Saturday, 6 December 2008

A Rua é de Todos-Capítulo 7

Oito horas da manhã. Estava no Estreito, bairro de Florianópolis, me dirigia ao trabalho quando fui abordado por um sujeito. Não possuía boa aparência, mas parecia saber usar bem as palavras que pronunciava. O homem me mostrava o que teria sido a sua coberta após uma noite fria, um pedaço de pano vermelho com alguns retalhos laranja, feito por um grupo de caridade da Igreja Assembléia de Deus. Sem documentos que comprovassem a filiação, dizia-se filho de Valter Cavilha Januário e Beatriz Januário. Era fácil entender as palavras de Leopoldo, que mesmo após ter bebido quase uma garrafa inteira de cachaça até àquela hora da manhã, parecia ter estudado com cuidado cada frase que pronunciava.

Notava-se que seu corpo já estava acostumado aos efeitos provocados pelo álcool. Esquecia do meu trabalho, e fiquei interessado nas histórias que Leopoldo, nem percebia o tempo passar. Tentando fazer com que eu prestasse mais a atenção ainda em suas histórias, ele quebra o silêncio falando: Fui mercante em Santos, padeiro, marinheiro, conheci dez estados brasileiros, já fui de embarcação pro litoral da África, conheci o mar vermelho e, por último fui ao Paquistão – e logo emenda uma pergunta. “Você entende o que estou te falando?”

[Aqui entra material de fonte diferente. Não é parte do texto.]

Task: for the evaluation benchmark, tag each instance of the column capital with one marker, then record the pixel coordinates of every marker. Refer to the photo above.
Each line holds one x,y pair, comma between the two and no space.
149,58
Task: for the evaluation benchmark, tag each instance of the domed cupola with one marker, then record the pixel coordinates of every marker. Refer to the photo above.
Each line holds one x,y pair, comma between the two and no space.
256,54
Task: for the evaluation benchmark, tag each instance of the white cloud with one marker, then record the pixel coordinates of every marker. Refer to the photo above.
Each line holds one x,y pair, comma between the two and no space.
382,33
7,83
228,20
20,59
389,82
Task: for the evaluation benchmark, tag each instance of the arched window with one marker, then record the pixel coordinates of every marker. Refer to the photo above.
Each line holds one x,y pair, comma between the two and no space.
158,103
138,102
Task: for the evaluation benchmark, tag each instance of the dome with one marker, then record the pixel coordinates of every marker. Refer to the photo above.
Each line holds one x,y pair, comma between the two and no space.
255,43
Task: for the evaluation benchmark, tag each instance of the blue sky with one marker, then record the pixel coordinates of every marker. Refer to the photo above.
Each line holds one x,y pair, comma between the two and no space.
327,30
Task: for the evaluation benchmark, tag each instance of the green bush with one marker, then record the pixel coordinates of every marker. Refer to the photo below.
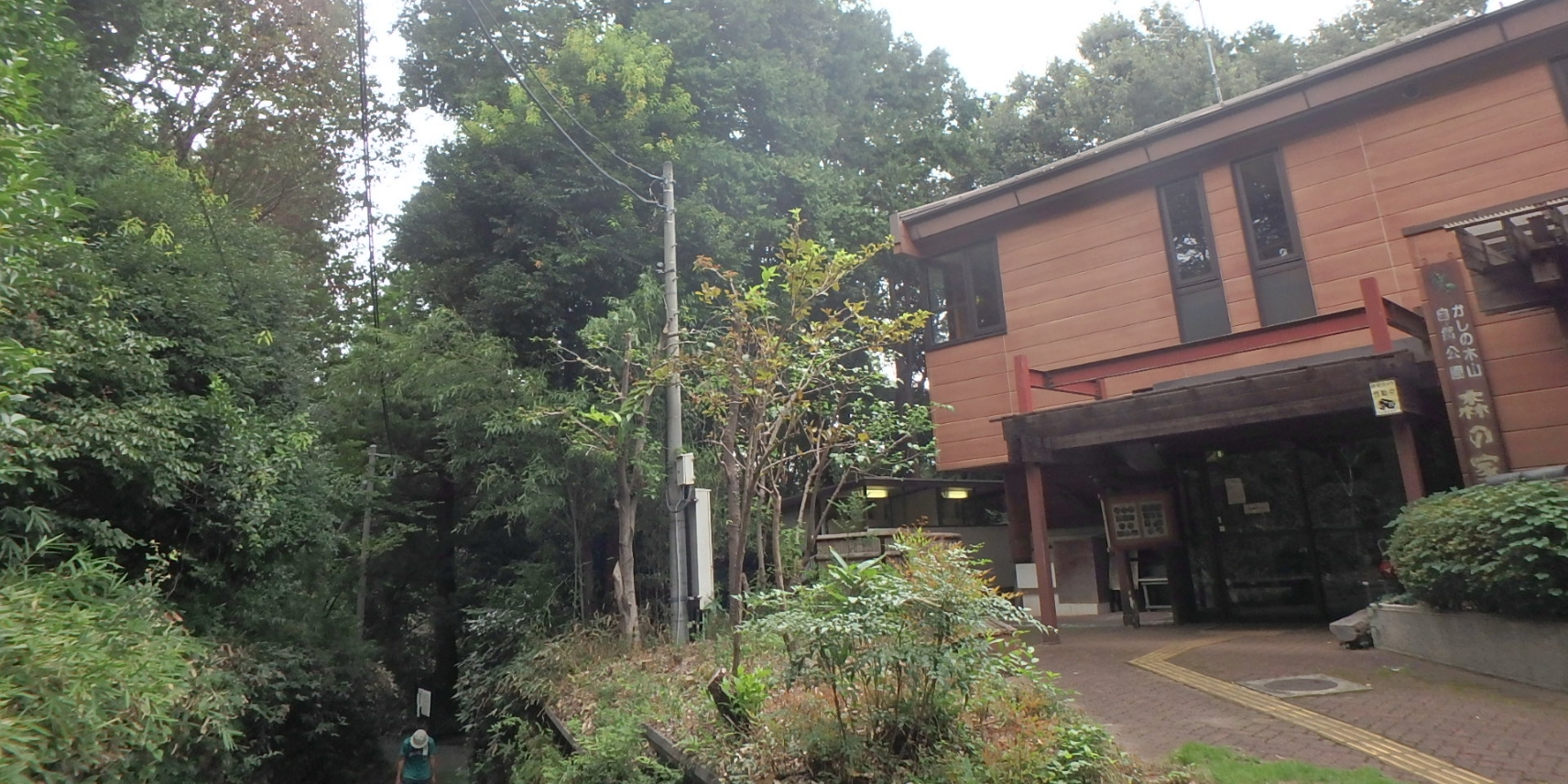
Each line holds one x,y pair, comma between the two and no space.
903,648
99,682
1499,550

– Sim! - Respondo. “Posso te contar muito mais coisas”, afirma. ”Mas o que você tem a me oferecer?”. Questiona diretamente como se já estivesse habituado a fornecer entrevistas. Satisfaço seu desejo com uma carteira de cigarros baratos e continuo a ouvir suas longas histórias. Ele já se encontra fora do perfil de idade dos moradores de rua de Florianópolis, que vai dos 32 aos 50 anos. Com 60 anos de idade, 30 deles nas ruas, parecia faltar tempo para viver tantas coisas que ele me contara. Uma parte de sua família era de São Paulo e outra do Rio de Janeiro.

Há anos não encontrava se quer um de seus familiares. Chegou a Florianópolis a bordo de um navio de onde foi demitido pelo vício do álcool. Um dos seus maiores sonhos é reencontrar seus quatro filhos, segundo ele cada um de mãe diferente. Sonho que a cada dia perturba os ouvidos de Amauri Cardoso, um dos seus amigos de rua.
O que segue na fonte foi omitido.